Just to continue the sadly unsurprised-face theme of today's updates, let it now be declared that, according to a study by Norwich Union Healthcare, a sizeable amount of people turn up to work (well done)...hungover (not well done).

Their survey of 1000 employees and 250 companies found that about a third (32%) of respondents did own up to turning up to work in a hurty hurty hungover state.

"Own up" is about right, because the Poorhouse is rather surprised it's not more. Well, unless people are just taking ever more sick days...which it could well be. In the eyes of the employers themselves, more than three quarters consider alcohol to be the number one threat to employee's turning up and being healthy.

15% of people did 'fess up to being overtly drunk at work. And, most of them and the hangover-devotees do admit it does affect their demeanour and work skills.

Thirty-six per cent of employees find it hard to concentrate, 35 per cent of employees find they are less productive and 42 per cent feel tired to the point of being very sleepy.
A quarter do the minimum amount of work and go home as soon as possible, while nearly one in 10 makes lots of mistakes which they need to rectify.

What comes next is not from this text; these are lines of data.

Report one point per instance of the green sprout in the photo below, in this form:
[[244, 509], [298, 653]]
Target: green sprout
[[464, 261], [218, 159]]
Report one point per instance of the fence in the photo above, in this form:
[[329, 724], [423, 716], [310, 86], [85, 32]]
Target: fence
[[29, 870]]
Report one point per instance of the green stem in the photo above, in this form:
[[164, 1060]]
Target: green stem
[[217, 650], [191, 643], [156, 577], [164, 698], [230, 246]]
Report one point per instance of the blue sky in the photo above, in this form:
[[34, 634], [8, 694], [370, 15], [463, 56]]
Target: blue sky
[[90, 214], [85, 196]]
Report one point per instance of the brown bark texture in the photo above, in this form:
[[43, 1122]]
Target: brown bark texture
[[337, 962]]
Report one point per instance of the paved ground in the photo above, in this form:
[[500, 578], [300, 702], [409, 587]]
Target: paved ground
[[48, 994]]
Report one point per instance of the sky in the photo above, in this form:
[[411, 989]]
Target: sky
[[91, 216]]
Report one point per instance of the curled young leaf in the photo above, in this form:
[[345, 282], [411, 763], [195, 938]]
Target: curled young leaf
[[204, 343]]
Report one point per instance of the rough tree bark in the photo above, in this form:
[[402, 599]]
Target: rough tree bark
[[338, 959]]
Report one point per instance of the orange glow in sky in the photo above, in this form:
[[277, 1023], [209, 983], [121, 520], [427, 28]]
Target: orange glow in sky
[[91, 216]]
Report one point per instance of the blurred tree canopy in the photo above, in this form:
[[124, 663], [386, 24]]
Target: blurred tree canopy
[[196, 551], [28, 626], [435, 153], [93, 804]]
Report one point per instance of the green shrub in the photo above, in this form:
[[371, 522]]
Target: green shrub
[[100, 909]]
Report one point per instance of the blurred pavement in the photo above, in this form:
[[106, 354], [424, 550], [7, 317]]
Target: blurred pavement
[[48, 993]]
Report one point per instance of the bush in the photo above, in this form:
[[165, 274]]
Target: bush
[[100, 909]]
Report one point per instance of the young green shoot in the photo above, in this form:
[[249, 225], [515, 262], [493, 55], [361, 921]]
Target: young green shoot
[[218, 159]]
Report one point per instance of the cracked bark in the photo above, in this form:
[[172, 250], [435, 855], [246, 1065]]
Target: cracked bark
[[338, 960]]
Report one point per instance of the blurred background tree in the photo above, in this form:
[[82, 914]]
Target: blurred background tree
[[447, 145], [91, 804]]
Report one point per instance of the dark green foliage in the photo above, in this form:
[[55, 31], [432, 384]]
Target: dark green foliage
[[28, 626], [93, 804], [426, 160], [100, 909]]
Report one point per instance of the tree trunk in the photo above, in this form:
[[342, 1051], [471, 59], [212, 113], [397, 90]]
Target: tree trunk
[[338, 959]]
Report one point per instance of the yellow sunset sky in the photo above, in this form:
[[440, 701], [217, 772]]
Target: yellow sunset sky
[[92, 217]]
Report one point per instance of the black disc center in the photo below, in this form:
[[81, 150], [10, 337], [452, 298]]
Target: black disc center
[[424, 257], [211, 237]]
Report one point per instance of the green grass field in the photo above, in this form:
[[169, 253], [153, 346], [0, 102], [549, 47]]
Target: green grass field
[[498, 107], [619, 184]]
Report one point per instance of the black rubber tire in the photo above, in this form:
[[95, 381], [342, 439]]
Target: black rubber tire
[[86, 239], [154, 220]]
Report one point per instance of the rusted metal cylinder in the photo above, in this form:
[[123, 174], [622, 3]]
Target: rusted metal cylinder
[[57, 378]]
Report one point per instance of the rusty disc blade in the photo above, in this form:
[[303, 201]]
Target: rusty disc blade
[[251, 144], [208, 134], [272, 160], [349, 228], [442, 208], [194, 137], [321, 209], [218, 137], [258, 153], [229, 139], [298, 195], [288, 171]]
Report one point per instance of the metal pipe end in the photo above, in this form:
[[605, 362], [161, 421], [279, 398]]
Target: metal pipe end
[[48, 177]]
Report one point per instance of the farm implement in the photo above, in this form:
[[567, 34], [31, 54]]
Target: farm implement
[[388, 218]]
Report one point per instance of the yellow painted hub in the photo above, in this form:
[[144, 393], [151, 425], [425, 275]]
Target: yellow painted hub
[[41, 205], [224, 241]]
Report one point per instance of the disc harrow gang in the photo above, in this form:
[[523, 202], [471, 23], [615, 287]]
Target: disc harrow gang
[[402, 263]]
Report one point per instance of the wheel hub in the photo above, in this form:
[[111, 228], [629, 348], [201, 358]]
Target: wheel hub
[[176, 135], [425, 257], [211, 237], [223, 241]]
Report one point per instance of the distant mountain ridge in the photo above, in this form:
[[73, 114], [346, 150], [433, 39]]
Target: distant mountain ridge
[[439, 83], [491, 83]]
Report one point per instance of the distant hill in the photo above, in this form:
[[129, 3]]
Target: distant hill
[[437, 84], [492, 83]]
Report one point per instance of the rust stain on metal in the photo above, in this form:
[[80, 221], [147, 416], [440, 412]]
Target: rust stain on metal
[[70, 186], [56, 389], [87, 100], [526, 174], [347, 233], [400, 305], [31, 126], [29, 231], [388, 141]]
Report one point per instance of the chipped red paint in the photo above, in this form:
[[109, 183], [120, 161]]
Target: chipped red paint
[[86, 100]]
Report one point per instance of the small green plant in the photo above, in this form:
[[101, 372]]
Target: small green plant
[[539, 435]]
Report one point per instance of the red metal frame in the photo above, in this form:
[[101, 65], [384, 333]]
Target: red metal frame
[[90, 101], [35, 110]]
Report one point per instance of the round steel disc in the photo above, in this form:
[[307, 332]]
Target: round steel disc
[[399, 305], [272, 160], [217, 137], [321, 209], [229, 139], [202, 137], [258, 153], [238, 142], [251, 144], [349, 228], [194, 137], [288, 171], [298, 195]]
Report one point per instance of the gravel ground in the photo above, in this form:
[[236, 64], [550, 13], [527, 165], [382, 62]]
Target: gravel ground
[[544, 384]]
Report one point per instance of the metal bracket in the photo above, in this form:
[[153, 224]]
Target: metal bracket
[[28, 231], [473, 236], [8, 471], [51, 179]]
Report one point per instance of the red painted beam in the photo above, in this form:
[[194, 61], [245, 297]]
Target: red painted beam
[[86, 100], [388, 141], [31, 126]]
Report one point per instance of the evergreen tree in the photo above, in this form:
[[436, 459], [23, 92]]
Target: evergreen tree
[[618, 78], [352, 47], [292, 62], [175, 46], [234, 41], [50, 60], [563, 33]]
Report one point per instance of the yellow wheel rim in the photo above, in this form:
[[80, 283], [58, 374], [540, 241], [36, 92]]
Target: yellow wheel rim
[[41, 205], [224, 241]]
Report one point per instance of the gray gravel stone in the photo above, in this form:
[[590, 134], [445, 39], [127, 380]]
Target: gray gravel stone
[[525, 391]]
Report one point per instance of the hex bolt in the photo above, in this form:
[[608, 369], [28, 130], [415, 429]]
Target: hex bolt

A background sample of how many employees always do the minimum amount of work and go home as soon as possible was not specified, let alone those whose concentration wander like a marching soldier possessed.

Hangovers are more prevalent in some work areas than others. Unfortunately, it's not the safest ones. Although undoubtedly a problem in many ways, there is usually a limit to the damage that your average office keyboard-jockey can do due to lapses. Less so those in manufacturing and construction jobs, where danger, pain, agony and death are more serious possibilities.

A third of construction industry workers are happy enough to confess to the surveyors that they make "lots of mistakes that they needed to rectify the next day" thanks to the perils of hangovers or drunkeness...and a fifth of the construction population turn up to raise their great structures hungover at least once a week.

The Poorhouse suggests you don't bother buying a house then; between the credit crunch and self-inducedly-ill people putting them together, it's perhaps not the most attractive prospect.

Seriously, work can lead you astray...all part of the British "culture" apparently, whether it be for intrinsic pleasure or as a self-medication for stressful times. Says Professor Cooper:

It's the jobs where there is most stress - long hours, high expectations, short-term contracts and bad management - where you get the most excessive drinking.